Comparision in shell script

Question

I am doing comparision in shell script

              if [ $# -lt 10  ]
              then
              echo "PROCEED"
              else 
              echo "STOP"

I run the script as ./test.sh 1 2 3 4 5 6 7 8 9 10 11 then output is "STOP" Instead of using "-lt" if I use "<"

              if [ $# < 10  ]
              then
              echo "PROCEED"
              else 
              echo "STOP"

then output is "PROCEED".

My question is in case of shell script if I compare the no greater than 10 cause this problem. Please guide me on this

Answer 1

As seen in Advanced Bash Shell Scripting Guide - 7.3. Other Comparison Operators:

string comparison

<

is less than, in ASCII alphabetical order

if [[ "$a" < "$b" ]]

if [ "$a" \< "$b" ]

Note that the "<" needs to be escaped within a [ ] construct.

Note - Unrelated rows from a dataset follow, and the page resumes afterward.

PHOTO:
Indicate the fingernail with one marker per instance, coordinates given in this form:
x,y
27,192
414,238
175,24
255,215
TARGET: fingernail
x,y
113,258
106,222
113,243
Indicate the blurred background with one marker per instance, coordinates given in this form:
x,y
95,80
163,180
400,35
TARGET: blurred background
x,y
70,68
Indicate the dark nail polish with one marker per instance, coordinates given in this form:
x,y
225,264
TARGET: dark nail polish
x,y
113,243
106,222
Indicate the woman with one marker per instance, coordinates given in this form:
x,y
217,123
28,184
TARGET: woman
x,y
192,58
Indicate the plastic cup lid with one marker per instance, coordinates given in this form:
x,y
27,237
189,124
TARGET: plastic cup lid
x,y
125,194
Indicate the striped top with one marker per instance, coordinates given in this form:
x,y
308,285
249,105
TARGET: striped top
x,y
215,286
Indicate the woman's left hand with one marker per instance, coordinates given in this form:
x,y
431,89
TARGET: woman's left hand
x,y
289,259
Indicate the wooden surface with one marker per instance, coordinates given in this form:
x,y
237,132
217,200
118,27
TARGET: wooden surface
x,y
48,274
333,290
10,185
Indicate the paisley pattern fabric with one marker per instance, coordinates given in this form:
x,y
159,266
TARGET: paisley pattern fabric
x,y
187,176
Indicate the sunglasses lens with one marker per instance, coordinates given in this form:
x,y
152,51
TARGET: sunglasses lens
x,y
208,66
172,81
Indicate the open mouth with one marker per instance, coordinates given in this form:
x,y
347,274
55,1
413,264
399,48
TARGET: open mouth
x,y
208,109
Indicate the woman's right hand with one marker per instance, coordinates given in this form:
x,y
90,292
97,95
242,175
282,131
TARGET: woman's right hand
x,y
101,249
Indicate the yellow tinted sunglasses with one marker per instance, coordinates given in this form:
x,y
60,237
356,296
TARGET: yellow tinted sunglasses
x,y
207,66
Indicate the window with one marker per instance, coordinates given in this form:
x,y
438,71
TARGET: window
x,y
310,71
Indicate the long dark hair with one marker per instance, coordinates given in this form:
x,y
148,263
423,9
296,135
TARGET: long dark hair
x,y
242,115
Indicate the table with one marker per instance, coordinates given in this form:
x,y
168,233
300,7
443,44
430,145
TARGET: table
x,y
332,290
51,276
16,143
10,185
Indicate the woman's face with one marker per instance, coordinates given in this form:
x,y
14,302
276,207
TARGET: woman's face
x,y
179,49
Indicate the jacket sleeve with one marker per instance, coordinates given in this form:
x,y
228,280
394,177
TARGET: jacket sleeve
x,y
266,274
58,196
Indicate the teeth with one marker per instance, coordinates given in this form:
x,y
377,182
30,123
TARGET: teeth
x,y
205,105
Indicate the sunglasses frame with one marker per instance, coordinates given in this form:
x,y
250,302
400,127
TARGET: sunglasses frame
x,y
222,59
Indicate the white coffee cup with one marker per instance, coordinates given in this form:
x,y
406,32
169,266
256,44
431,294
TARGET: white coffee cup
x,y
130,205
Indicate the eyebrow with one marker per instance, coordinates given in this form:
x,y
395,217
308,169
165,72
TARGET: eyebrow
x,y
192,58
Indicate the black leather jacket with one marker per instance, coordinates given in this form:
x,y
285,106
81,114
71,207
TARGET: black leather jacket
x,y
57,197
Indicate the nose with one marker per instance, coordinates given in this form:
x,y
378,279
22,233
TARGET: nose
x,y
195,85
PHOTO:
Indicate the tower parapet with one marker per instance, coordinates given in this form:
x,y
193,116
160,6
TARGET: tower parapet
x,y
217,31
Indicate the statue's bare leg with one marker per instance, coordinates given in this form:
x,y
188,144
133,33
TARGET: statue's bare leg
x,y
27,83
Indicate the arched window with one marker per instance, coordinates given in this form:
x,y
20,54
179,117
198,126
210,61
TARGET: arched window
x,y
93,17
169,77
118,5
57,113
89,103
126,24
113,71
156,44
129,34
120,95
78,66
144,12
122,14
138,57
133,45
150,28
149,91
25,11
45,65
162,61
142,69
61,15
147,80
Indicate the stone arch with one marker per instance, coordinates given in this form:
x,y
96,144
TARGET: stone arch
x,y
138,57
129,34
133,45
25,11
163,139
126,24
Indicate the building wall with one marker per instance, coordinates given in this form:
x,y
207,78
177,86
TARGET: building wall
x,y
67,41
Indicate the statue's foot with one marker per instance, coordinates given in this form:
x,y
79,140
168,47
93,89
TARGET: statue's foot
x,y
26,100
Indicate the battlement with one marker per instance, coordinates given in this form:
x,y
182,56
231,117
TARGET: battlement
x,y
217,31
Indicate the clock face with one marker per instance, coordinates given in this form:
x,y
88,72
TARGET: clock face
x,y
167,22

So the way to do it is with -lt or, quoting again:

integer comparison

-lt is less than

if [ "$a" -lt "$b" ]

< is less than (within double parentheses)

(("$a" < "$b"))

Answer 2

You need to use < rather than -lt when comparing numbers, since -lt does STRING comparisons.

Answer 3

Please be aware, Bash uses the buildin "test" implementation , man test -> link

This is also eplained here -> Stackoverflow Link

The angle brackets are commonly used for command redirections! link

If you are comparing integers use -lt for lower than.